In 1972, The Memorandum and Articles of Association of The Association for the Study of Human Nutrition Limited were signed, the subscribers being Hugh Sinclair, Francis Aylward, Richard Doll, Arthur Elliott-Smith, David Paton Cuthbertson, Herbert Kay and John Talbot, Solicitor. The association was subsequently registered as a charity. Sinclair became its director. Soon the name was changed to The International Institute of Human Nutrition and later to The International Nutrition Foundation. Lord Porritt was invited to join the council, the composition of which changed over the years:
| (c. 1976) | (c. 1992) |
| Reginald Bennett, MP | Reginald Bennett, MP |
| David Paton Cuthbertson | John Ledingham |
| Richard Doll | Richard Doll |
| Thomas Hunt | Raymond Dils |
| Michael Perrin | Derek Hockaday |
| Edward Pochin | David Horrobin |
| Lord Porritt | Francis Avery Jones |
| Brian Windeyer | Eric Newsholme |
| | Harry Nursten |
| | Keith Taylor |
| | Martin Vessey |
| | Lord Wyatt |
| | Brian Lloyd, Company Secretary |

==Hugh Sinclair Unit of Human Nutrition==
Sinclair had plans drawn up for a substantial institute to be built at Lady Place. It was to incorporate laboratory facilities for fifty workers, together with a lecture theatre, a museum, offices, and a library to house his collection of some 300,000 reprints and books, including those of Sir Robert McCarrison, Surgeon-Captain Thomas L. Cleave , Neil Painter, Hugh Trowell, and Cicely Williams. Much of his time was occupied in trying to raise funds, but the operation of the institute in the temporary accommodation arranged at Lady Place was heavily dependent on personal financial donations from Sinclair. He left his entire estate to the Foundation.
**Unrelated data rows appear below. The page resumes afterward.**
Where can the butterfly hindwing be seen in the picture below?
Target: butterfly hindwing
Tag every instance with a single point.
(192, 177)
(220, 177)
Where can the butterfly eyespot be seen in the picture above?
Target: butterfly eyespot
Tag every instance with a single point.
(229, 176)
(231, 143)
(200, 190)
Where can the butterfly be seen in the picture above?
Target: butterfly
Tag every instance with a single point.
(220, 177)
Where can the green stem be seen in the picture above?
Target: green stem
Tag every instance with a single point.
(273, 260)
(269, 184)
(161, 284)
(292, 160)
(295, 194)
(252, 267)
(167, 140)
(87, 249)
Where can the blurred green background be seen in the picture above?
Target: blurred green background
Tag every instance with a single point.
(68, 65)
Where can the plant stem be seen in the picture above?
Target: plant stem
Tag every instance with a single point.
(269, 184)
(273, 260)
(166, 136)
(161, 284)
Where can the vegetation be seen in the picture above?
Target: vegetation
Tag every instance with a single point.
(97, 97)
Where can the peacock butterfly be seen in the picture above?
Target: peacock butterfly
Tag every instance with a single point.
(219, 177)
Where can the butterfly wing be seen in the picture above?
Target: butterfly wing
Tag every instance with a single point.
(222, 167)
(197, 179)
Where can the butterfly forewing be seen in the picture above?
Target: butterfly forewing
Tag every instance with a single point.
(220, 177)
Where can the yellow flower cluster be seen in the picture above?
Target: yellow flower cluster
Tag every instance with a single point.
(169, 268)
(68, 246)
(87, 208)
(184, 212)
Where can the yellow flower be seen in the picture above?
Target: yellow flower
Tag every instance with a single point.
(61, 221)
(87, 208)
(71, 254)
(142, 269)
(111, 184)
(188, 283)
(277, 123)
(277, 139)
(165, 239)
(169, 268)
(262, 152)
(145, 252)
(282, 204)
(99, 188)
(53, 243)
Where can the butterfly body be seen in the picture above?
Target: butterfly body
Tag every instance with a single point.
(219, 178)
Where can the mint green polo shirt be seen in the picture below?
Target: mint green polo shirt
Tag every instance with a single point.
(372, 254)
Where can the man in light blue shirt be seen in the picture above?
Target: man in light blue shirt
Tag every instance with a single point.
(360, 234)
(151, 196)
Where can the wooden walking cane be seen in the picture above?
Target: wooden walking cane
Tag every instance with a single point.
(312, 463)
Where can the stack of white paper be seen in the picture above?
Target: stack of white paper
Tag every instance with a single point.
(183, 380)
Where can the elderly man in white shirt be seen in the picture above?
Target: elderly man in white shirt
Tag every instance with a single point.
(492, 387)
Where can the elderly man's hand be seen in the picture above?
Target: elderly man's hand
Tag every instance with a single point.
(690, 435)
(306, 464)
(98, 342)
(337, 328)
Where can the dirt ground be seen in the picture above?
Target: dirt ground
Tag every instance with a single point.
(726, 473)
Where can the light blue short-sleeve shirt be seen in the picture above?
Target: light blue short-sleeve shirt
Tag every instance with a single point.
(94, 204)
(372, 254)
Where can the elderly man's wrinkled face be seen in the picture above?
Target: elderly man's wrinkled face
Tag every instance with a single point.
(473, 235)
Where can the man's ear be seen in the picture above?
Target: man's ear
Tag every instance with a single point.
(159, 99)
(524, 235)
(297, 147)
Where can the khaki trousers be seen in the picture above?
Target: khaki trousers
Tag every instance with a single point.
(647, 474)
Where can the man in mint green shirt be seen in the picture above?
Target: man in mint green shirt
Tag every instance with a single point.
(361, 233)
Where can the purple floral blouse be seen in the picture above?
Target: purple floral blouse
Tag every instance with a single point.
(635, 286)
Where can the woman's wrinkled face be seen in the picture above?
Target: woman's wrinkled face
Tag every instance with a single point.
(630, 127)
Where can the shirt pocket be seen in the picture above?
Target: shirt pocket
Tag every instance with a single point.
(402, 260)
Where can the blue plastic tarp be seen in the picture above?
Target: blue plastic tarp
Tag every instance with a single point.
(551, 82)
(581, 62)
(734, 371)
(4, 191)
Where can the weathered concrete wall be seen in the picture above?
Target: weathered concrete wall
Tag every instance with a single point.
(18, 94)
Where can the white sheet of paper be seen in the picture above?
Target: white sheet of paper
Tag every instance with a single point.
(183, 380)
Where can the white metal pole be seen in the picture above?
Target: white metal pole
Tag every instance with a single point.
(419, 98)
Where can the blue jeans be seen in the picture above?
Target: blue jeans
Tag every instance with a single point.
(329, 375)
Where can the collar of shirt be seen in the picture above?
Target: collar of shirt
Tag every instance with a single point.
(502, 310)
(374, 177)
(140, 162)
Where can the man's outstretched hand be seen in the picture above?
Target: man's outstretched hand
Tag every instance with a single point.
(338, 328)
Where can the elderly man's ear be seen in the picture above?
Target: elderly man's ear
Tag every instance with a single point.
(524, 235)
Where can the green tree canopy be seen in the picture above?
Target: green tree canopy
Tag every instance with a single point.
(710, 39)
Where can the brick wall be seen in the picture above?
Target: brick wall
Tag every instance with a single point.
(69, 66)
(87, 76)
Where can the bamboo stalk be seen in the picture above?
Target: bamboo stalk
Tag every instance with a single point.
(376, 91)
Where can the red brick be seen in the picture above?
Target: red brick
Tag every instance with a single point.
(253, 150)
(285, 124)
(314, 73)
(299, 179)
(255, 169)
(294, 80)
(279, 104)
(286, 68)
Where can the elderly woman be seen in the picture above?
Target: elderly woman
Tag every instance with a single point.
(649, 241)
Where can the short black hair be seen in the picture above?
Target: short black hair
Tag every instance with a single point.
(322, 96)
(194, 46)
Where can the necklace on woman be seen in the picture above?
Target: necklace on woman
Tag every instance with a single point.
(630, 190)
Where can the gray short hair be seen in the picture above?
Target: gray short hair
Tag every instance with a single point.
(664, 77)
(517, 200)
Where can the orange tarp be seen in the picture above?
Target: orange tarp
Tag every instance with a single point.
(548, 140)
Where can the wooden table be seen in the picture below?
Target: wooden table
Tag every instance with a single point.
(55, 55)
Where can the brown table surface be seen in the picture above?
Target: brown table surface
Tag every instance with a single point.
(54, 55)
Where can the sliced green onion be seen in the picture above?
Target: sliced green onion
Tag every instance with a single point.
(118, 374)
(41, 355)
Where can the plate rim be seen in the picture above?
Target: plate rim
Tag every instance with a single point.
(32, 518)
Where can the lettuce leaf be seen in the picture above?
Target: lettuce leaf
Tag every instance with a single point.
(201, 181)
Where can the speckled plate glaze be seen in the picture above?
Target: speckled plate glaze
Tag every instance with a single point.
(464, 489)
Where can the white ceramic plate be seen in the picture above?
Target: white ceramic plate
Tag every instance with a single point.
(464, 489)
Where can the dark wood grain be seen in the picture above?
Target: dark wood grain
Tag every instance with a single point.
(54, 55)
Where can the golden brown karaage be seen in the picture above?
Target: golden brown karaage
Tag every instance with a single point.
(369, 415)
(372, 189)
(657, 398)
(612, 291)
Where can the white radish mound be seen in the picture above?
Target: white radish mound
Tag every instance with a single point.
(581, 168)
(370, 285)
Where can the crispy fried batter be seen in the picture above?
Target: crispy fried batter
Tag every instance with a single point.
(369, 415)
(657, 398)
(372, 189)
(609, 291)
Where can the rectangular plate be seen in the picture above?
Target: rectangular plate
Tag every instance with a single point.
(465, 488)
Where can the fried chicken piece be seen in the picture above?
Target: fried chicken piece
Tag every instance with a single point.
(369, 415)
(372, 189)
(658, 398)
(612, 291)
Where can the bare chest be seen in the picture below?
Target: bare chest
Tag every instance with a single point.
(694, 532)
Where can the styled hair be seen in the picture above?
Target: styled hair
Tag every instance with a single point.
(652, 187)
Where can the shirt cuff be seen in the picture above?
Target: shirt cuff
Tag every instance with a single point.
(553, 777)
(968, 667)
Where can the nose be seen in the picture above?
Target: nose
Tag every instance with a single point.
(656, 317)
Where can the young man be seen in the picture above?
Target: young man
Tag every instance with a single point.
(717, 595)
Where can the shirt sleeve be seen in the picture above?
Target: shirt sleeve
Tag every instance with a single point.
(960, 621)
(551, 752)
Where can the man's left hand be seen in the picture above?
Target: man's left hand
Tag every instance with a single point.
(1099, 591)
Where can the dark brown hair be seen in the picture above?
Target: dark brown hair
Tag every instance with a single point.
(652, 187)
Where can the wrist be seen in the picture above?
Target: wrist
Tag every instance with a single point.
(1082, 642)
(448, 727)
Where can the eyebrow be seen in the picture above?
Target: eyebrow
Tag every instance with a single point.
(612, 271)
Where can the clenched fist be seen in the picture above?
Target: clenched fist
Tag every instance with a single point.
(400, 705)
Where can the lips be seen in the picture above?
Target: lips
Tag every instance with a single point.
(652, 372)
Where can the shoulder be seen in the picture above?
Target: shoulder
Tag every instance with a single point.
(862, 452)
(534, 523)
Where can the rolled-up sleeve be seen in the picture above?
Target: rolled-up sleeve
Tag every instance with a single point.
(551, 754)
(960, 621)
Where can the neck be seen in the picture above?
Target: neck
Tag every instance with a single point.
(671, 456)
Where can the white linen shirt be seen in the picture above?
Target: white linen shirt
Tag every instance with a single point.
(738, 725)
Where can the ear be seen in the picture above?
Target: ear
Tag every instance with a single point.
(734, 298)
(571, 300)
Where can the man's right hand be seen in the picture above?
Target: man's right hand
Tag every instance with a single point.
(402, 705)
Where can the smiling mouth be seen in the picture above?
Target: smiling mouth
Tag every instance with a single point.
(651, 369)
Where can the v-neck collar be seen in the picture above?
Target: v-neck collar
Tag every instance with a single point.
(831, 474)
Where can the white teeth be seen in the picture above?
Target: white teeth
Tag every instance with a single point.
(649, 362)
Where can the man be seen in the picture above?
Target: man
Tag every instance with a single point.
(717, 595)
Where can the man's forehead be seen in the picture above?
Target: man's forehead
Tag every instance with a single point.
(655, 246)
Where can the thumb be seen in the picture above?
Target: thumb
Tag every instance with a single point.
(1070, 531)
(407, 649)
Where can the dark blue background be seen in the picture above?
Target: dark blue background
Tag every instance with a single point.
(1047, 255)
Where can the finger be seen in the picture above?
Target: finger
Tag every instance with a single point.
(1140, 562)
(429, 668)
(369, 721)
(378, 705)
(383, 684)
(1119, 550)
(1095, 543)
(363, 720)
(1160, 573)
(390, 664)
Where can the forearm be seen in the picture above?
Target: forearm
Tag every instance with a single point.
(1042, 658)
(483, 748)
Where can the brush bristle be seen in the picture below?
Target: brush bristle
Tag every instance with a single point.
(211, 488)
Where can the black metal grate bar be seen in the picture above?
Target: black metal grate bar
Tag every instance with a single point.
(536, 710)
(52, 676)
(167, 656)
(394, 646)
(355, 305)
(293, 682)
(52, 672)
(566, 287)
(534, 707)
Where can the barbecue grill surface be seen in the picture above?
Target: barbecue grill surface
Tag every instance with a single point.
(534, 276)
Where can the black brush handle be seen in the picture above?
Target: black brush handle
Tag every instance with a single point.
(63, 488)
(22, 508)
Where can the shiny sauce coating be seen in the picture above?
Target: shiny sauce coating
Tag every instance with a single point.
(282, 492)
The Council of Management decided not to assume direct responsibility for the development of research at Lady Place, but to see whether a university would wish to further Sinclair's aspirations by founding a chair in Human Nutrition. Accordingly, proposals were invited and a panel of international experts in nutrition was appointed to assess the relative merits of the proposals submitted. In the final round, there were three contenders: Oxford Brookes University, the University of Oxford, and the University of Reading. The last proved successful and, in due course, the Foundation was wound up and the Hugh Sinclair Unit of Human Nutrition was established at the University of Reading. In 1995, Christine Williams was appointed as the first Hugh Sinclair Professor and the appointment of other staff followed swiftly.

The above account of Hugh Sinclair's life and achievements has been largely based on the publications of Ewin (2001) and Gale and Lloyd (1990).

==Lady Place==
The mock-Tudor mansion Lady Place in Sutton Courtenay, the Sinclair home, was used by the University of Reading after Sinclair's death in 1990. It was destroyed in a fire on 28 August 1998; a local man was subsequently cleared of arson charges. An estate of houses was built on the site in 2000, with a half-timbered apartment block occupying the location of the mansion.

==Primary sources==
- Ewin, J., Fine Wines & Fish Oil, the Life of Hugh Macdonald Sinclair, Oxford University Press, 2001.
- Gale, M., and Lloyd, B. (ed.), Sinclair, Dr Hugh Macdonald Sinclair, DM, DSc, FRCP, the McCarrison Society, Wokingham, 1990.
- R.W. Johnson, Look Back in Laughter: Oxford's Golden Postwar Age, Threshold Press, 2015.
- Walker, A. F. (ed.), Applied Human Nutrition for Food Scientists and Home Economists, Ellis Horwood, Chichester, 1990.